Children who had recovered from illness in the last 2 weeks of data collection periods were nearly 9 times more likely to be stunted than children who did not illness. This finding was comparable with community-based study done in, northwest Ethiopia [4]) and Latin America Amazon, Western Brazilian [23]. This might be due to increase in body’s calorie requirement during illness and destruction of tissue as the result of the microorganisms among stunted children
Stunting was nearly 6 times more common among chidren of mothers who have not exclusively breastfed their children in the previous six months compared with their counter parts. This finding is agreement with community based study from Somali region of eastern Ethiopia [24], Saesie Tsaeda Emba district of north Ethiopia [19] and in rural Colombia [25]. This might be explained in such a way that breast milk has substantial amount of anti-infective substances that can safeguard children from the occurrence of infection thereby break malnutrition - infection viscious cycle
In this study, there was also a significant association between minimal dietary diversity and undernutrition. The odds of stunting was nearly 7 times higher among children who used to eat less diversified foods compared with their counter parts This result was comparable with findings of studies done in Saesie Tsaeda Emba district of northern Ethiopia [19], Somali region of eastern Ethiopia [24] and Colombia [25]. This result implies that diversified foods are very important for child growth and development during the age of 6–59 months in availing all micronutrients and macro nutrients for the body requirements
Children who born to mothers who were not able to make decision on the household issues were nearly 5 times more likely to have an increased odd of stunting compared with children born to empowered women to decide on households matters This finding was consistent with Maharashtra’s study of Indians [6]. This might imply that when women are empowered to decide on household’s matters the likelihood of caring for their children increases since they have access to household resources enhancing food accessibility for the household members.

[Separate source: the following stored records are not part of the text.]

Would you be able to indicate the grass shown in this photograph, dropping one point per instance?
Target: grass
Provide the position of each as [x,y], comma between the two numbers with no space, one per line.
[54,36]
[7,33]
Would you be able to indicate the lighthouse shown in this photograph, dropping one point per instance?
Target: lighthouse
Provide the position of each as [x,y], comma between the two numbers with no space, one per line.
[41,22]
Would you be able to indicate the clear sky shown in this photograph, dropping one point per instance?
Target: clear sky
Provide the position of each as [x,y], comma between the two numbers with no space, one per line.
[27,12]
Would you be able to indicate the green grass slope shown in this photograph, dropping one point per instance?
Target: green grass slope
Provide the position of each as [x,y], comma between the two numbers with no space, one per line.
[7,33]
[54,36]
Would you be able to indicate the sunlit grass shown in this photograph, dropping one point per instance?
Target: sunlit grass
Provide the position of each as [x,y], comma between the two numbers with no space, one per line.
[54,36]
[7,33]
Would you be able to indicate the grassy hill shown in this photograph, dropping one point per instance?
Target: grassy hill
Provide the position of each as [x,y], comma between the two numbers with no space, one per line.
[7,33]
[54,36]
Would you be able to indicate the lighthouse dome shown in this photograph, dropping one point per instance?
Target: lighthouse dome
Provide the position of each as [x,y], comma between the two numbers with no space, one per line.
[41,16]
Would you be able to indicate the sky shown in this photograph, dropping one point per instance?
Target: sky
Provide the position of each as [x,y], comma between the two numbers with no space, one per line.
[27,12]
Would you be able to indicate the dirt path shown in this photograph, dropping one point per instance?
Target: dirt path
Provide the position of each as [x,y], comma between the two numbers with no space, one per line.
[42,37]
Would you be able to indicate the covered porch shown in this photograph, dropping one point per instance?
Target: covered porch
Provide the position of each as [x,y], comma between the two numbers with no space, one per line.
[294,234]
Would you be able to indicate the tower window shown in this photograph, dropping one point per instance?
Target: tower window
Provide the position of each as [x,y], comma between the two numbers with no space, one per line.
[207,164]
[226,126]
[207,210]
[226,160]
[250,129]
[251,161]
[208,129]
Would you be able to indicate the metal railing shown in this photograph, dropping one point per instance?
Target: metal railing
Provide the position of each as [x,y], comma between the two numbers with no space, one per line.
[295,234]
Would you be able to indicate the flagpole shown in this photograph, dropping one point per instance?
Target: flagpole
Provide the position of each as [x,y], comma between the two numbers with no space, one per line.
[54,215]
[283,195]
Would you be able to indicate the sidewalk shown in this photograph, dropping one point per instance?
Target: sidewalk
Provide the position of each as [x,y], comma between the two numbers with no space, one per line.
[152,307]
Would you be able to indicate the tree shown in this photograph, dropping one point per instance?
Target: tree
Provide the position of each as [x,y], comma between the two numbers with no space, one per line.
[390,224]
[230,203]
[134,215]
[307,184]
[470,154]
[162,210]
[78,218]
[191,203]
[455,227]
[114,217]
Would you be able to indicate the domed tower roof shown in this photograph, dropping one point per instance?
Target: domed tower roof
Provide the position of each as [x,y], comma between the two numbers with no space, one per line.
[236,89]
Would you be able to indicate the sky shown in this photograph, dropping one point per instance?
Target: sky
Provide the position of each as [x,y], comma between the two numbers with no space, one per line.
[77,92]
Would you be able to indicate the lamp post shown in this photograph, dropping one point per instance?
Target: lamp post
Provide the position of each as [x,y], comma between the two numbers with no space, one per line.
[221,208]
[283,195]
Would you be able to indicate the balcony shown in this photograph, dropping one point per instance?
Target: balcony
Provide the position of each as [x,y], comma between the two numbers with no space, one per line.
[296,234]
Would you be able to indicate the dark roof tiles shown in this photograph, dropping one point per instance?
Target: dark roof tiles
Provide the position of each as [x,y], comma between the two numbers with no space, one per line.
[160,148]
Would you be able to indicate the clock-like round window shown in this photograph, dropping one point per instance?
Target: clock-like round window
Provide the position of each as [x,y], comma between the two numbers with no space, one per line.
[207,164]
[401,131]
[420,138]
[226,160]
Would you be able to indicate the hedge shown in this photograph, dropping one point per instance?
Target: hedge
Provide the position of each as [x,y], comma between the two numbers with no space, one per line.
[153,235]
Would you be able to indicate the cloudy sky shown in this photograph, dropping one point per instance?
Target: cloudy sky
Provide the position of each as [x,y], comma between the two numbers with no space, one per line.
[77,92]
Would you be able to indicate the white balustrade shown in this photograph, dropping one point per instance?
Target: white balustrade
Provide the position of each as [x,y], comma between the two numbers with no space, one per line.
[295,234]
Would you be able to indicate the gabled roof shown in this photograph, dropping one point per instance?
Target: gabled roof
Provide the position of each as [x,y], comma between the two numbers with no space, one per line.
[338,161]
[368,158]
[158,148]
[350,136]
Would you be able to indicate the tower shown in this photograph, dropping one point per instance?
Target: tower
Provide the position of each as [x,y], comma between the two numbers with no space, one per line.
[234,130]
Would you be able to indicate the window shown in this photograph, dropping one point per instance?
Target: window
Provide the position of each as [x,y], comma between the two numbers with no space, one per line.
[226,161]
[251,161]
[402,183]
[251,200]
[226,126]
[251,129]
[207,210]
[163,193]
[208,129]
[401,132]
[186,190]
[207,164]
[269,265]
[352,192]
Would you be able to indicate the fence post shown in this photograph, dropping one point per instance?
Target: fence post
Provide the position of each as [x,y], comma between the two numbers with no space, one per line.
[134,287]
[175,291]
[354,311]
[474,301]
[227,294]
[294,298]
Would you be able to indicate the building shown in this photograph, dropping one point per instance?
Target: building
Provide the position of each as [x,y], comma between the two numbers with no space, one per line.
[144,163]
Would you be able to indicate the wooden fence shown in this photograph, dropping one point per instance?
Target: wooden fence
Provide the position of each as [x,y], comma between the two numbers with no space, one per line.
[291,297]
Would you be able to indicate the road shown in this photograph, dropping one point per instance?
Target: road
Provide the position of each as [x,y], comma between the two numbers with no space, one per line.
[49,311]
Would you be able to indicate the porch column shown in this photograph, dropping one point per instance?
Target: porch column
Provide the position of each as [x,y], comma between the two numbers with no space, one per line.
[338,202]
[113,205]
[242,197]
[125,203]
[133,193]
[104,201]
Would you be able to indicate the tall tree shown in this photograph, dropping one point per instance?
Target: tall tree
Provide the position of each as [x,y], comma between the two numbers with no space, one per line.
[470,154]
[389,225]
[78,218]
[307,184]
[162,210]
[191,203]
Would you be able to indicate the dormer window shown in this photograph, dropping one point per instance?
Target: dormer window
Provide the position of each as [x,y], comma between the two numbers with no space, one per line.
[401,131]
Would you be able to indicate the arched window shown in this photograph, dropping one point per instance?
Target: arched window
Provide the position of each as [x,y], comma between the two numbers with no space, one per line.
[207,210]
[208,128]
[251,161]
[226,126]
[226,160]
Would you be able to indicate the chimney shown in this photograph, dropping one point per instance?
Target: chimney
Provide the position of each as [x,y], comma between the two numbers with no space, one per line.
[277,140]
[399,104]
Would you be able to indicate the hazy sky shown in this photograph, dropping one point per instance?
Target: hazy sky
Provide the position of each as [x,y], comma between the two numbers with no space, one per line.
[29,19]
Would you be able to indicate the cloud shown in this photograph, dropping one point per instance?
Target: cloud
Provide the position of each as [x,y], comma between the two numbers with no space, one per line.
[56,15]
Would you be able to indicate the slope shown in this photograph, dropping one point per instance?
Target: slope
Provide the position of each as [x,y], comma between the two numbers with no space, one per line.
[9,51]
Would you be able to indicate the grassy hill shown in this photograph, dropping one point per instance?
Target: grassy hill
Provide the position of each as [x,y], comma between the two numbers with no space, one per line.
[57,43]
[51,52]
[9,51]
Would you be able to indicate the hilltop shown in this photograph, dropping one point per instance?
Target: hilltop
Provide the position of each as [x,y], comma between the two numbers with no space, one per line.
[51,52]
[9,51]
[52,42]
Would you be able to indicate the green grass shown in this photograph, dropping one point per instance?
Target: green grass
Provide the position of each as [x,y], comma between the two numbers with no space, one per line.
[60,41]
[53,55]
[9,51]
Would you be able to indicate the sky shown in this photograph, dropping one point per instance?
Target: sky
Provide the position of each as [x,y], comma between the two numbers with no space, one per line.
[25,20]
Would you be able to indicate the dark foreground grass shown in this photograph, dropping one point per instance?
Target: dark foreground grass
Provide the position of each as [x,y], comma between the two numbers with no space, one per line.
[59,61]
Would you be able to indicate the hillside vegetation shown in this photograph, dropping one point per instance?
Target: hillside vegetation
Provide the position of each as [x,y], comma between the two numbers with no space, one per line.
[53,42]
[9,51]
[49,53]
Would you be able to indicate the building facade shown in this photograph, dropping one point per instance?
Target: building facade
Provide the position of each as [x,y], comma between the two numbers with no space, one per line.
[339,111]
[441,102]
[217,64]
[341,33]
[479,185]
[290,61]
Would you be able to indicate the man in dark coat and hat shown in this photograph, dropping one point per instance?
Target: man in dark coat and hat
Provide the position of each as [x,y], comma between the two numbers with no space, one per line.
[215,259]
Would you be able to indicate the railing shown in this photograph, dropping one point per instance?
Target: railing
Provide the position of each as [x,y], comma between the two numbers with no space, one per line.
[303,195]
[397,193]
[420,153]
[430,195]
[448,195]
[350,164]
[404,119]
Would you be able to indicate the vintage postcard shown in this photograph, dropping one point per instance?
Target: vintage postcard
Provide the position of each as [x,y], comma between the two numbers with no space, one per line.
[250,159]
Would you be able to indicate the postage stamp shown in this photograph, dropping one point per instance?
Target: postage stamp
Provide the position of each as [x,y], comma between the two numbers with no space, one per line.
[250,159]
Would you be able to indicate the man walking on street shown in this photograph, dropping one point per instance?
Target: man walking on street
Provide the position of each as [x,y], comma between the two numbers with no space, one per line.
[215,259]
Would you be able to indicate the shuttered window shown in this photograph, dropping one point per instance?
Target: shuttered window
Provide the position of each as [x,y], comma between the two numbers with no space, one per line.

Lack of proper antenatal care follow-up was also found to be associated the development of stunting. The odds of stunting were 7 times higher among children being delivered from mothers who did not attend their fourth ANC four follow-up when compared with their counterparts. Similar finding was reported from Yemen [7]. This might be due to the issues related to child nutrition often addressed during pregnancy upon consecutive ANC visit to alert pregnant women as how to feed their children after delivery in an attempt to prevent the onset of child undernutrition.
This study could have the following limitations. Firstly, some of the mother s /caregivers might have under or over reported their children’s age, t which could resulted in inappropriate estimation of the respective nutritional indices. However, age was estimated carefully based on mother’s /caregiver/s unforgettable events such as public and religious holidays of the year using local calendar for those who did not have scientific background. Secondly, recall bias could be introduced upon collecting data on some past background variables such as 24 hours recall questions in which case an interactive 24 recall method was used to minimize such a bias. Thirdly, an anthropometric measurement error could potentially affect the results of this study due to both random and systematic error. Nevertheless, all important efforts such as calibration of measuring equipment, standardization procedure before deploying data enumerators to the field, and refreshment training for data enumerators were made to minimize the errors.